Relatively low income societies in countries like India face multitude of challenges UNICEF-India (2016) including low empowerment of weaker sections of society, poor health and low nutrition, low quality of education, poor child protection, and poor quality of sanitation and hygiene.
To address these challenges and associated problems like child trafficking Sarkar, Siddhartha (2014); Chaitra Arjunpuri (2013), child labor, domestic violence etc. community outreach program (COP) has emerged as one of the prominent methods adopted in many of the Low and Middle Income Countries (LMIC) to deliver healthcare services, monitor the condition of a vulnerable population, and propagate information during disasters and so on. With the advent of Social, Mobile, Analytics and Cloud based digital technologies, and the penetration of smartphones in rural areas have enabled many organizations to upskill the community facilitators (CFs) through digital technologies. Existing literature Introne et al. (2013); Schoder et al. (2014) has highlighted the challenges in implementing a digital solution for delivering high-quality outreach services and the system architecture guidelines that have to be followed to overcome those challenges. Since, the internet penetration in rural areas is still relatively low, organizations have started to adopt a Mobile based Decision Support System (MDSS) that can work without any internet connectivity. MDSS have helped many organizations catering to outreach care, with in-built rule sets to categorize the target population and ease the work of outreach workers from complex analysis based upon multiple guidelines.

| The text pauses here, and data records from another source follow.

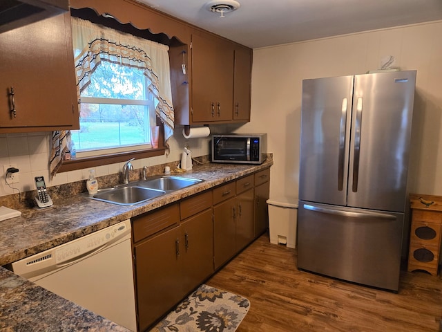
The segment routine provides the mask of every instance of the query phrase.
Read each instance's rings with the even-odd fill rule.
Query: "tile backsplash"
[[[223,129],[217,128],[216,131],[222,132]],[[212,127],[211,131],[213,131]],[[184,147],[190,148],[193,157],[209,154],[210,137],[186,139],[182,131],[182,127],[175,128],[173,136],[169,140],[171,149],[168,156],[135,160],[132,162],[134,169],[178,162],[181,160]],[[22,193],[34,190],[34,177],[37,176],[44,176],[47,187],[88,178],[90,169],[59,173],[52,179],[50,178],[48,167],[50,138],[51,132],[0,134],[0,196],[18,194],[19,190]],[[97,176],[117,174],[121,172],[124,164],[124,163],[119,163],[95,167],[95,174]],[[10,187],[5,181],[3,165],[10,165],[19,169],[16,174],[19,182],[12,184]]]

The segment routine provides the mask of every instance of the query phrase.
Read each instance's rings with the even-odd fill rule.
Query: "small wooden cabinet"
[[[213,273],[212,192],[135,217],[133,228],[138,326],[144,331]]]
[[[233,44],[203,33],[192,35],[192,122],[231,121]]]
[[[269,175],[263,169],[132,219],[139,331],[265,230]]]
[[[236,181],[236,251],[248,246],[255,238],[253,219],[253,175]]]
[[[236,184],[213,190],[214,267],[219,268],[236,253]]]
[[[236,46],[234,59],[233,120],[250,121],[251,50]]]
[[[0,34],[0,133],[79,129],[69,12]]]
[[[255,173],[255,237],[269,228],[267,201],[270,192],[270,169]]]
[[[423,270],[437,275],[442,230],[442,197],[410,195],[412,226],[408,271]]]

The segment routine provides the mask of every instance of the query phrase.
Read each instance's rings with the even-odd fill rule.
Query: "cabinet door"
[[[236,199],[213,207],[214,264],[218,269],[236,253]]]
[[[250,120],[251,59],[251,50],[235,48],[233,120]]]
[[[181,228],[182,293],[186,294],[213,273],[212,209],[188,219],[182,223]]]
[[[179,227],[135,246],[139,330],[144,331],[182,298]],[[177,243],[178,241],[178,243]],[[182,250],[182,249],[181,249]]]
[[[255,237],[253,189],[236,197],[236,250],[239,251]]]
[[[255,237],[259,237],[269,228],[269,199],[270,182],[255,187]]]
[[[233,48],[209,35],[192,35],[192,121],[231,120]]]
[[[71,36],[68,12],[0,34],[0,132],[79,128]]]

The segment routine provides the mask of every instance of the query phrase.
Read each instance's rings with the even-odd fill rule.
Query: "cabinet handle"
[[[17,109],[15,109],[15,98],[14,98],[14,86],[11,86],[11,92],[9,95],[11,96],[11,105],[12,106],[12,109],[11,109],[12,116],[14,118],[17,118]],[[12,117],[12,116],[11,116]]]
[[[175,248],[176,249],[176,256],[177,258],[180,257],[180,241],[177,240],[175,242]]]
[[[222,192],[222,196],[227,196],[229,195],[232,191],[231,190],[227,190],[226,192]]]

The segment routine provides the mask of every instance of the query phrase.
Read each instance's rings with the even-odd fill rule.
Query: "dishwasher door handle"
[[[327,214],[334,214],[336,216],[349,216],[352,218],[372,218],[377,219],[388,219],[396,220],[396,216],[393,214],[387,214],[386,213],[378,212],[355,212],[353,211],[343,211],[341,210],[330,209],[327,208],[322,208],[319,206],[310,205],[304,204],[304,208],[310,211],[316,212],[325,213]]]

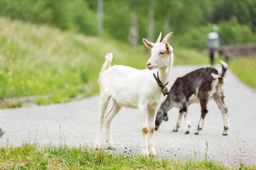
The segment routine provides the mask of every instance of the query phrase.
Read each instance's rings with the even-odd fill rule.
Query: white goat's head
[[[151,49],[151,56],[146,62],[146,68],[150,70],[155,68],[166,67],[169,65],[173,51],[173,47],[166,42],[167,40],[172,35],[173,32],[167,34],[160,42],[162,33],[157,38],[155,43],[151,42],[143,38],[143,42],[145,45]]]

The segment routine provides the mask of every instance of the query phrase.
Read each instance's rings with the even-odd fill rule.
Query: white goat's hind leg
[[[147,141],[146,139],[146,136],[148,132],[147,106],[145,106],[144,105],[139,105],[138,110],[139,112],[139,119],[140,120],[142,131],[142,150],[140,155],[143,156],[148,156]]]
[[[100,101],[100,108],[101,112],[99,115],[99,118],[97,122],[97,128],[96,132],[96,137],[95,139],[95,143],[94,144],[94,149],[97,149],[101,147],[101,130],[104,124],[104,117],[106,109],[108,106],[109,101],[110,101],[110,97],[101,94],[101,101]]]
[[[105,117],[105,134],[106,142],[107,142],[107,147],[110,149],[113,149],[114,146],[114,142],[112,139],[111,123],[114,117],[117,115],[121,108],[121,107],[118,105],[117,103],[113,101],[112,108]]]
[[[148,134],[148,152],[149,155],[153,157],[156,156],[156,153],[154,145],[154,132],[155,126],[155,117],[156,110],[149,110],[148,111],[148,121],[149,133]]]
[[[227,107],[226,106],[226,105],[224,102],[224,97],[221,97],[221,96],[223,96],[223,94],[221,93],[221,95],[214,95],[213,96],[213,99],[214,99],[214,101],[216,102],[216,103],[218,104],[219,108],[221,111],[221,113],[222,114],[222,116],[223,117],[224,129],[222,135],[228,135],[227,130],[229,129],[229,127],[228,117],[228,109],[227,108]]]
[[[182,117],[182,116],[183,115],[183,110],[180,110],[180,111],[179,112],[179,118],[178,118],[178,121],[177,121],[177,124],[175,126],[174,128],[173,129],[173,131],[174,132],[177,132],[178,129],[181,126],[181,118]]]

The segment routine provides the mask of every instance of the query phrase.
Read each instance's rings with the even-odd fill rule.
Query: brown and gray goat
[[[179,118],[173,131],[177,132],[180,127],[181,119],[185,112],[184,117],[187,126],[185,134],[189,133],[190,123],[188,120],[187,108],[190,104],[199,102],[201,106],[201,117],[194,134],[198,134],[203,128],[204,118],[208,112],[208,102],[212,98],[221,111],[224,119],[224,130],[222,135],[227,135],[229,124],[228,110],[223,99],[222,85],[228,64],[220,60],[222,71],[219,74],[213,68],[202,68],[193,71],[177,79],[170,91],[167,98],[157,110],[155,119],[155,130],[159,128],[163,119],[168,120],[167,111],[174,107],[179,108]]]

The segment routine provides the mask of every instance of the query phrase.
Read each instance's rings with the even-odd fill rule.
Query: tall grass
[[[178,162],[122,154],[110,154],[104,149],[94,151],[88,147],[46,146],[24,143],[19,147],[0,147],[0,169],[111,169],[111,170],[230,170],[212,160]],[[241,168],[241,167],[240,167]],[[253,170],[255,166],[242,167]]]

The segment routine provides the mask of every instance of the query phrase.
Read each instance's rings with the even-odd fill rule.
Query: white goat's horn
[[[165,36],[165,38],[164,38],[161,43],[165,43],[165,42],[167,41],[168,39],[171,36],[171,35],[172,35],[172,34],[173,34],[173,32],[170,33],[168,34],[167,34],[166,36]]]
[[[156,41],[156,42],[159,42],[161,40],[161,37],[162,36],[162,32],[160,32],[160,34],[159,34],[159,36],[158,36],[158,38],[157,38],[157,40]]]

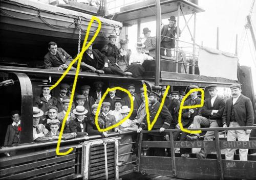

We argue in this paper that instead of a fixed rule set, how a machine-learning based, dynamic and context aware computational model could help to provide improved quality of care through the community outreach programs. However, the primary challenge in applying such data-driven approaches in the context of social problems is the lack of verifiable and quality data. Government and researchers rely on NGOs’ that are delivering outreach services as a primary sources of data. But, primary data collected by many organizations may be unreliable and most of the information is collected to meet only organizational needs and may be unsuitable otherwise.
1.1 Example Scenario: Child Trafficking
30 Million people are trafficked globally every year. Traffickers often utilize mobile phones, social media, online classifieds, and other networking channels to interact with their circles about the victims. To counter this, many NGOs like CINI (Child In Need Institute) IndiaCINI - Child In Need Institute (2016) are leveraging field agents to monitor the vulnerable population of adolescent girls between the age group of 10 and 19. CINI field agents periodically collect data about vulnerable girls on aspects pertaining to verticals like education, protection, health, and nutrition and analyze the data along all these vertical together to determine potential vulnerabilities.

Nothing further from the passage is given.